The Economics of the Arthashastra



An often overlooked precursor to classical economics and one of the oldest treatises ever written on the subject is The Arthashastra, which was written by Kautilya and was meant as a primer for a monarch on how to rule.
To increase the wealth of a kingdom, one requires an understanding of money and how it can grow; and thus Kautilya set in place one of the oldest economic treatises in the world-almost two thousand years before the classical economists we read about today.

Kautilya writes about some important economic concepts such as trade, taxation, and wages; he does not differentiate between the wealth of the monarch and that of the people, and as such, has been likened to the German cameralist school of thought.

He held a comparative cost advantage view when it came to international trade and understood that it is more efficient to import goods when other nations can make them cheaply when compared to domestically produced goods. He recognised that exports are not sacrosanct to the economic growth of the nation and it is mutually beneficial when imported products are cheaper than domestic ones.

Heavy state regulation of trade was also important so as to not compromise state monopolies and help rival states, price and profit controls were advocated; while 'just' and 'fair' prices and profits were encouraged.

Import and export duties were used for raising revenue, making bilateral trade agreements preferable. Luxury goods were taxed heavily compared to non-luxury goods.

Taxation was highly developed and finance was of utmost importance, overseen directly by the emperor.

Taxes were levied on private income, wealth and products. It was ensured that resources were used efficiently and taxation was fair and the system resembled that of the Roman empire at its height. Taxes were levied on a capacity to pay basis so as to not damage the economy and cause resentment.

Similarly to goods taxes, income taxes were also progressive in nature. The census taking to achieve such a tax system was done at a level not seen until the Industrial Revolution.

Kautilya also uses a primitive labour theory of value and has in place a labour law of sorts to ensure that there are strict rules for both employees and employers such that neither can be cheated.
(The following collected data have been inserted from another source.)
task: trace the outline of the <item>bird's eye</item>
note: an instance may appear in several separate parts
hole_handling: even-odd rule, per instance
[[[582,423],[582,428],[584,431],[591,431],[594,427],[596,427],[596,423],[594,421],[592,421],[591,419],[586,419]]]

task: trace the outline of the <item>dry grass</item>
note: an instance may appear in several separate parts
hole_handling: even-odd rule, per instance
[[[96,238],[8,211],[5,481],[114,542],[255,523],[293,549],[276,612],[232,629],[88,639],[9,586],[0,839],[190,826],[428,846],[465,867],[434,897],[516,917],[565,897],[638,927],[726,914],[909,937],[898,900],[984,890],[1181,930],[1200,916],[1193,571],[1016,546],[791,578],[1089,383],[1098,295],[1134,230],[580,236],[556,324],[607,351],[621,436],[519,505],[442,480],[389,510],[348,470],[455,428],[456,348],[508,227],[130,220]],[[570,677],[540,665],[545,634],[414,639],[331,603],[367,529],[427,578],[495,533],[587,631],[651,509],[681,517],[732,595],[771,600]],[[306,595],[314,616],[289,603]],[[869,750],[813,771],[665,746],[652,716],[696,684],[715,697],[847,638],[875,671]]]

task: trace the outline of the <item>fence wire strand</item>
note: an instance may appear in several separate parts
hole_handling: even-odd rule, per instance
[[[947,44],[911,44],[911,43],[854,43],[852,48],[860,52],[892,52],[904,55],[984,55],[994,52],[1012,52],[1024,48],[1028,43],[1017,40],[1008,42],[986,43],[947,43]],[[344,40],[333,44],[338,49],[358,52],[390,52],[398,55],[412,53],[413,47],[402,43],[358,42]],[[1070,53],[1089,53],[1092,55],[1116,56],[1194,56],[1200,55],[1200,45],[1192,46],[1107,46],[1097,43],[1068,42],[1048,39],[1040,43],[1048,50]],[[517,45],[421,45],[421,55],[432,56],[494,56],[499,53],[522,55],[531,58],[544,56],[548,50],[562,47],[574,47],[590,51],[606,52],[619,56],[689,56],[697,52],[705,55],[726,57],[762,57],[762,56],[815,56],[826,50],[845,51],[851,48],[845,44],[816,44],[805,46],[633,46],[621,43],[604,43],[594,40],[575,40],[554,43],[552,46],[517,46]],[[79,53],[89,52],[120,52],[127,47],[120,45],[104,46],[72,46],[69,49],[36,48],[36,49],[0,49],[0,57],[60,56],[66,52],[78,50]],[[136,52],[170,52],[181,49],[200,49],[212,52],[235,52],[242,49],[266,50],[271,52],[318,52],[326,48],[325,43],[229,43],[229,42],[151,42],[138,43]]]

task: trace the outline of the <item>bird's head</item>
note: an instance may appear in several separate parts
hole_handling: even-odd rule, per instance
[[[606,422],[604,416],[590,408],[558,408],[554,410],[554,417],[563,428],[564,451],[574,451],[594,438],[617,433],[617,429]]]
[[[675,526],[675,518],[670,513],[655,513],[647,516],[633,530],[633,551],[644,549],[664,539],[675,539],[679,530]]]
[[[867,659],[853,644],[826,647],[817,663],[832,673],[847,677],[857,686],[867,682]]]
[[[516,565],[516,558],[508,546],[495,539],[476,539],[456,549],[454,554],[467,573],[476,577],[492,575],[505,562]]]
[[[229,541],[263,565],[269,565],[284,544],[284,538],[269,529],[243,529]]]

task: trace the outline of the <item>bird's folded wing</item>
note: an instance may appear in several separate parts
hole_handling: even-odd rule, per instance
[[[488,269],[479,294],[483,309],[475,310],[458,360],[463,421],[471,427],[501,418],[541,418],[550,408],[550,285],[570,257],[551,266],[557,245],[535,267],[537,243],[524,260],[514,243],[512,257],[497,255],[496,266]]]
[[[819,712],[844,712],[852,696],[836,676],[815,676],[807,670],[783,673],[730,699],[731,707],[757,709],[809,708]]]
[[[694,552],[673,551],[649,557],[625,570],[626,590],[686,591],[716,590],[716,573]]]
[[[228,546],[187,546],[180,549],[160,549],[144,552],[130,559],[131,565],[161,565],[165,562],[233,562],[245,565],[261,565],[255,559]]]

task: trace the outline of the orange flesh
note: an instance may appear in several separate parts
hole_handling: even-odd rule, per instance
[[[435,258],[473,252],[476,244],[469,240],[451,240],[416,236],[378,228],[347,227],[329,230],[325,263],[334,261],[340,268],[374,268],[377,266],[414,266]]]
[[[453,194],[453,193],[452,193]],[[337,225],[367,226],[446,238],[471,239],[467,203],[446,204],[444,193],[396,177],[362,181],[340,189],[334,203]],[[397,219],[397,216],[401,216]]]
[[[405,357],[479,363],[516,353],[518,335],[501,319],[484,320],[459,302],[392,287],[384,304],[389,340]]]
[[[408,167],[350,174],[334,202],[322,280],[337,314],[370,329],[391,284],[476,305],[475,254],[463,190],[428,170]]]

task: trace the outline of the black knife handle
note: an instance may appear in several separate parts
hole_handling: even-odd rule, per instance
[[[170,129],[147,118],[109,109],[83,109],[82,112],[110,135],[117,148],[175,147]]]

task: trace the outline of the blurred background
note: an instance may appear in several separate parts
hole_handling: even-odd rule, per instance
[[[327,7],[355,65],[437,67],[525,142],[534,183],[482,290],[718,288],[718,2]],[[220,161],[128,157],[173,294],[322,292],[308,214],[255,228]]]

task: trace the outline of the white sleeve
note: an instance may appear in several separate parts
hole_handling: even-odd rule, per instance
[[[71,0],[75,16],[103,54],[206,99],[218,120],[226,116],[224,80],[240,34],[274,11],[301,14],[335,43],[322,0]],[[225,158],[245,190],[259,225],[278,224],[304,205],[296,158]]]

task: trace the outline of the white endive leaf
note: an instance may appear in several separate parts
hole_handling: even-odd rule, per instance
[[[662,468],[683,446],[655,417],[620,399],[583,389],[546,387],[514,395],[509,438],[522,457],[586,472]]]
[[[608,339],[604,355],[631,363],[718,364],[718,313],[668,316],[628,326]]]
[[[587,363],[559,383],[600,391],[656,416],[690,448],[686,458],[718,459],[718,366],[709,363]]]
He ensures that workers are treated fairly, "payment to labour is not contingent on the marketing of goods" and "production is not hampered by the irresponsible conduct of workers."

This treatise predates classical economists like Smith, Ricardo, Mill and others by nearly two thousand years; unfortunately it would not last, for in the decline of the Gupta empire in the 6th century the text was lost, not to be rediscovered until the early twentieth century. Had it survived, it might have been an important foundation stone to the ideas of classical economists and led to the development of the subject, perhaps much earlier than the 18th century.